Please read and review the entire Release Notes for AsyncOS 14.0 for Cisco Email
Security Appliances
(MD).

What's New In This Release

Caching for Syslog Push Log Subscriptions

You can now configure a local disk buffer for a syslog push log subscription to allow email gateway to cache log events when the remote syslog server is unavailable. When the syslog server becomes available, the email gateway sends all the data in the buffer for that log subscription to the syslog server.

You can configure the disk buffer parameters in the following ways:

  • System Administration > Log Subscription page in web interface. For more information, see 'Log Retrieval Methods' section in the 'Logging' chapter of the user guide.
  • logconfig command in CLI. For more information, see 'Logging and Alerts' section in the 'The Commands: Reference Examples' chapter of the CLI Reference Guide.

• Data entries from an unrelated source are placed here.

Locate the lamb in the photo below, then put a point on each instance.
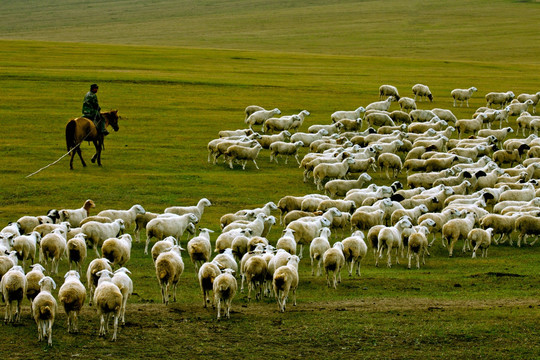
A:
(169, 267)
(96, 233)
(76, 250)
(480, 238)
(92, 276)
(534, 97)
(388, 90)
(422, 91)
(25, 246)
(128, 216)
(125, 284)
(44, 309)
(260, 116)
(317, 248)
(52, 247)
(463, 95)
(108, 299)
(13, 286)
(391, 161)
(286, 280)
(353, 115)
(76, 216)
(117, 250)
(417, 245)
(224, 288)
(286, 149)
(334, 260)
(175, 226)
(72, 295)
(519, 108)
(199, 248)
(354, 250)
(243, 154)
(406, 103)
(499, 98)
(196, 210)
(456, 229)
(33, 278)
(338, 170)
(339, 187)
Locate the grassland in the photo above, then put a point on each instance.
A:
(174, 99)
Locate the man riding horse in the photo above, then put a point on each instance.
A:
(91, 109)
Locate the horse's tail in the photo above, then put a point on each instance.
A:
(70, 134)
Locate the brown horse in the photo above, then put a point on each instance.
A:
(83, 129)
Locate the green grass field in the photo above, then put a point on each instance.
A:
(179, 73)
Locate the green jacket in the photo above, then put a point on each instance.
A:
(90, 105)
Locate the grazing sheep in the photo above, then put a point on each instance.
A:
(33, 278)
(175, 226)
(169, 267)
(76, 250)
(388, 90)
(128, 216)
(334, 260)
(480, 238)
(499, 98)
(125, 284)
(462, 95)
(44, 309)
(406, 103)
(224, 288)
(96, 233)
(74, 217)
(117, 250)
(199, 248)
(260, 116)
(422, 91)
(72, 295)
(286, 149)
(353, 115)
(286, 280)
(13, 286)
(196, 210)
(108, 299)
(354, 250)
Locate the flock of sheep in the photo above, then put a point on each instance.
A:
(465, 189)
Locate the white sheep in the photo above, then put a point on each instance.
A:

Detecting Smart Identifier with or without Prefix

The email gateway now detects a smart identifier with or without the keyword ('credit,' 'ssn,' 'cusip,' or 'aba') added as a prefix in the message content.

You can configure the content filter condition or message filter rule to detect the smart identifier with or without the keyword added as a prefix in the following ways:

  • Use the Contains smart identifier prefix option in the content filter condition for Message Body, Message Body or Attachment, and Attachment Content. For more information, see the 'Content Filter Condition' section in the 'Content Filter' chapter of the user guide.
  • Use the prefix syntax in the message filter rule. For more information, see the 'Smart Identifier Syntax' section in the 'Using Message Filters to Enforce Email Policies' chapter of the user guide.

Changes in Behavior in AsyncOS 14.0.2

DANE Verification Changes

Prior to this release, if your email gateway was in the FIPS mode, you could only use 2048-bit or a higher value of RSA key size to configure Domain Name System Security (DNSSEC) for DANE verification of outgoing messages.

After you upgrade to this release, if your email gateway is in the FIPS mode, you can now use RSA key size of a value less than or greater than 2048-bit to configure DNSSEC for DANE verification of outgoing messages.

You can configure DNSSEC for DANE verification of outgoing messages with RSA key size of a value less than 2048-bit using the CLI in any one of the following scenarios:

  • [Enabling FIPS mode in email gateway]: Type 'Yes' for the "Do you want to minimize FIPS restriction on SMTP DANE in the email gateway? [N]>" statement in the fipsconfig > setup sub command.
  • [FIPS mode already enabled in email gateway]: Type 'Yes' for the "Do you want to enforce FIPS restriction on SMTP DANE email traffic in the email gateway? [N]>" statement in the fipsconfig > minimizedata sub command.

For more information, see CLI Reference Guide for AsyncOS 14.0.2 for Cisco Secure Email Gateway - MD (Maintenance Deployment).

Certificate Validation Changes in Non-FIPS Mode

From this release onwards, if your email gateway is in the non-FIPS mode, and you add or upload a self-signed or signed certificate, the email gateway now validates the required certificate

Mail Logs and Tracking Logs Changes

Prior to this release, the information in the subject of ‘Mail Logs’ and ‘Tracking Logs’ was not enclosed in quotes.

After you upgrade to this release, the information in the subject of the ‘Mail Logs’ and ‘Tracking Logs’ is now enclosed in double quotes

Changes in Enabling Feature Keys for Newly Added Features

Prior to this release, when you add new feature keys, you had to accept the End-user License Agreement (EULA) page manually to enable the features on your email cloud gateway.

After you upgrade to this release, the email cloud gateway accepts the EULA page automatically when new feature keys are added.

CA Certificates Validation During System Upgrade

From this release onwards, when you upgrade your email gateway, the existing CA certificate is upgraded only if the CA certificate is active (not expired) and the CA flag in the certificate is set to true. The email gateway rejects expired certificates and the CA certificate with the CA flag set to false during system upgrade. Also, when you load configuration file on your email gateway, the CA certificate with CA flag set to false and expired certificates are removed.